排ガス中のダスト(ばいじん)の濃度を測るときは、ダクトに採取ノズル(プローブ)を差し込み、排ガスの一部を吸い込んでダストを捕集します。
このとき大切なのが、吸い込む速さ(吸引速度)を、排ガスの流れる速さ(流速)とそろえることです。これを等速吸引といいます。
ガスは流線に沿って流れますが、ダスト粒子には慣性があるため、流線が曲がっても粒子はまっすぐ進もうとします。
吸引速度が排ガスの流速とずれると、ノズルの入口で流線が曲がり、慣性をもつ粒子がガスと同じようには入ってこなくなります。その結果、採れるダストの割合が変わり、測った濃度が本当の濃度からずれてしまうのです。
吸引速度が排ガスの流速より大きい(吸いすぎ)場合を考えます。
このとき、ノズルの手前で流線が広がって余分なガスが吸い込まれますが、大きい粒子は慣性でその広がりについてこられず、ノズルに入りきりません。

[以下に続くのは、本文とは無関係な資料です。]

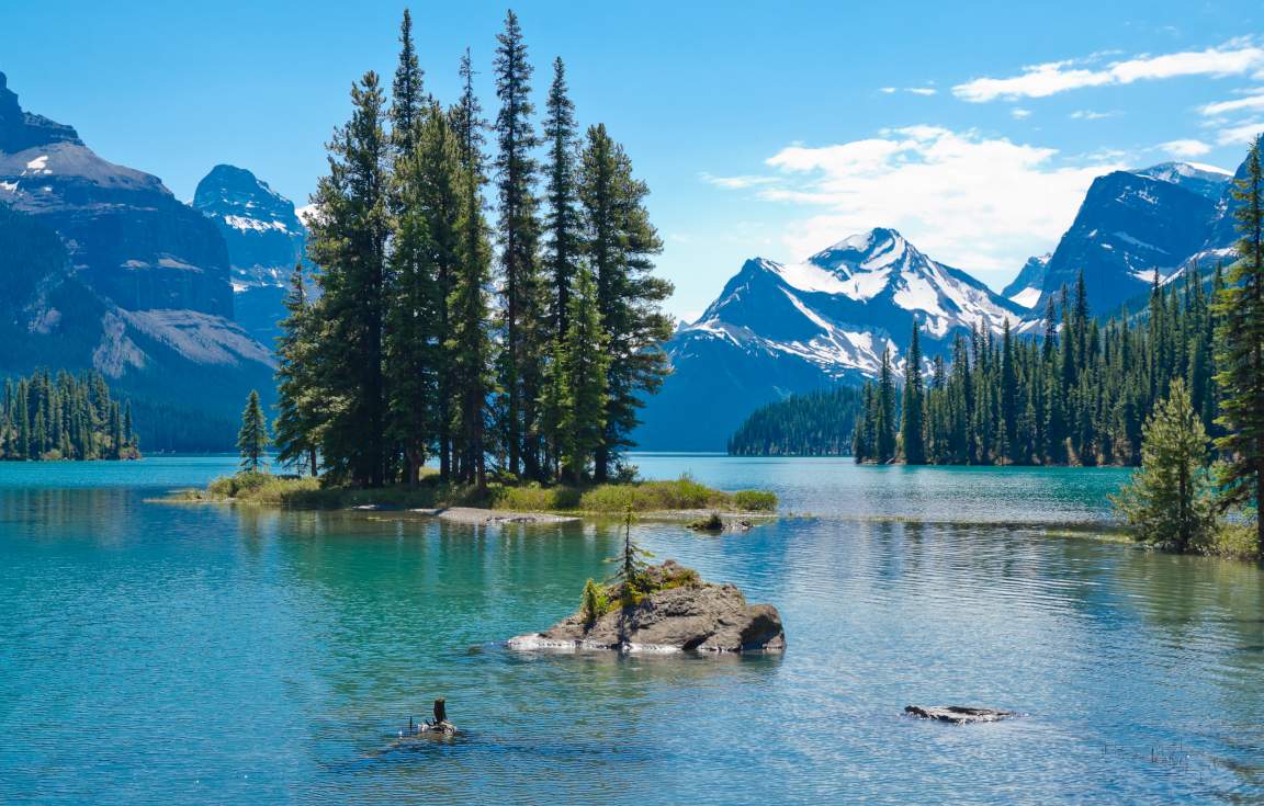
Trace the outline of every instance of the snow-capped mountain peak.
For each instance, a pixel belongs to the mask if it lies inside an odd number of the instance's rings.
[[[647,400],[637,440],[713,450],[760,403],[873,378],[884,352],[908,350],[914,326],[928,356],[947,355],[956,334],[999,332],[1023,313],[891,229],[851,235],[801,263],[753,258],[667,342],[675,373]]]
[[[1224,168],[1189,162],[1164,162],[1133,173],[1176,184],[1211,200],[1220,198],[1225,186],[1234,178],[1234,174]]]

ガスは多めに入るのに、ダストはそれほど入らない——だから、測定されるダスト濃度は、真の濃度より小さく(過小評価)なります。
吸いすぎると流線が広がり、慣性のある大きい粒子がノズルに入りきらず、測定濃度は真より小さくなる。
等速で吸っていても、プローブ(ノズル)が排ガスの流れに対して傾いていると、やはり粒子が正しく入らず、測定濃度は真の濃度より小さくなります。ノズルは流れに正対させます。

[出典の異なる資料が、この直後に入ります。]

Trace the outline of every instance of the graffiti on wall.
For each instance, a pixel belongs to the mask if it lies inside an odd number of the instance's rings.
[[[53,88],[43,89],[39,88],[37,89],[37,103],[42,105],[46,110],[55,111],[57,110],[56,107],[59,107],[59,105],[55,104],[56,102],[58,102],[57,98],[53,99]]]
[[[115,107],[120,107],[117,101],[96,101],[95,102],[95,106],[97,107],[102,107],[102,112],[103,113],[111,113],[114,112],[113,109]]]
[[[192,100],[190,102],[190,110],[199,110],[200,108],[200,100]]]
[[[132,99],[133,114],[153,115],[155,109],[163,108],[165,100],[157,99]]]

また、こうした非等速・傾きによるずれは、粒子径が大きいほど大きくなります。大きい粒子ほど慣性が大きく、流線に乗りにくいためです。
等速吸引は、ばいじん・粉じん特論で、吸引速度・傾き・粒子径と測定濃度の関係として問われます。
令和7年度のばいじん・粉じん特論(問13)では、吸引速度が排ガス流速より大きいと測定濃度は真の濃度より小さくなり、プローブが傾いても小さくなる、そして非等速によるずれは粒子径が大きいほど大きくなる、という関係が問われました。
混同しやすい用語
等速吸引 と 非等速吸引
吸引速度を排ガス流速にそろえたのが等速吸引、ずれているのが非等速吸引です。
非等速で吸いすぎ(速い)と、大粒子が入りきらず測定濃度は真より小さく出ます。だから、正しい濃度を得るには等速にそろえます。

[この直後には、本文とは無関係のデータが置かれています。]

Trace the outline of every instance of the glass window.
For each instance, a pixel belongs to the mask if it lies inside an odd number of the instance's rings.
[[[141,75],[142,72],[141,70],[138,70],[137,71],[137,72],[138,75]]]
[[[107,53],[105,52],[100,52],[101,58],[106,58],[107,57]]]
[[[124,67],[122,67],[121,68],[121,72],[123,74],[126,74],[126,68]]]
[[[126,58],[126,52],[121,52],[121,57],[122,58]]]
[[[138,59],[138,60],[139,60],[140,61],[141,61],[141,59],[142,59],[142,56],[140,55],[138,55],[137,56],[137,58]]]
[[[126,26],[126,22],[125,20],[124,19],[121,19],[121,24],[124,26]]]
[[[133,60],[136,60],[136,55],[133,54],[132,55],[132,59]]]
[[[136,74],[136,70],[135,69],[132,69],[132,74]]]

「速さをそろえる=等速=正しい濃度」「ずれる=非等速=濃度がずれる」とセットで覚えます。
等速吸引とは、何をそろえて吸引することか。
答え:採取ノズルの吸引速度を、排ガスの流速と等しくそろえること
速さをそろえることで、慣性のある粒子も流線どおりに採取でき、真のダスト濃度に近い値が得られます。
吸引速度が排ガス流速より大きいとき、測定されるダスト濃度は真の濃度より大きくなるか小さくなるか。
答え:小さくなる(過小評価)
ガスは多めに吸い込まれるのに、大きい粒子は慣性で入りきらないためです。ずれは粒子径が大きいほど大きくなります。
等速吸引は、ダスト濃度を正しく測るための基本です。
採取ノズルの吸引速度を排ガスの流速にそろえて吸います。吸引速度が流速より大きいと、測定濃度は真の濃度より小さく出ます。
プローブは流れに正対させること、ずれは粒子径が大きいほど大きいこと、もあわせて押さえておきます。
参考
※ この記事の確認日:2026年6月
まちがえやすいポイント
吸引速度がずれたときに、濃度が大きく出るか小さく出るかの向きが狙われます。
吸引速度が排ガス流速より大きい(吸いすぎ)と、測定濃度は真の濃度より小さくなります。プローブの傾きでも小さくなり、ずれは粒子径が大きいほど大きくなります。だから等速吸引にそろえます。